The respective organizational unit plans the execution of the work order on the basis of priority list.
Small orders can be forwarded directly for execution. For orders of larger magnitudes that require
funding from the capital budget, strict policy guidelines are followed. On the completion of the work
order, the service report, containing the details of the work performed, is provided for documentation. If
the customer (user of the facility) is not satisfied with the work, the order is placed again, undergoing the
planning and execution cycle. The customer (worker who places the work order) is also required to
confirm the completion of the work. This step ensures the information flow to WRC centre and also
yields the information about the time/cost of completion and the variations in the work order. The
information is used in the calculation and reallocation of costs under various work heads.

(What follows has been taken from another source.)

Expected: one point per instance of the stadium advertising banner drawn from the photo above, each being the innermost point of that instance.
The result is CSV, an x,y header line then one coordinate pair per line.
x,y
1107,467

Conclusion and Discussion:

In recent years, value creation in the global economy has stemmed from firms’ ability to manage and
leverage human and information resources. The shift away from investment in physical capital presents
managers with new strategy implementation and performance evaluation challenges. Moreover, In
Global information highway financial managers are constantly changing their mindset and approach in
such a way that would make them more proactive and participant in the decision-making process rather
than just a data recorder and provider. The role of finance will shift from one of score keeping,
governance and variance analysis to integrative evaluation of enterprise wide risks and opportunities.
Financial managers will be called upon to integrate diverse sets of data and provide sophisticated
analysis and support for critical business decisions.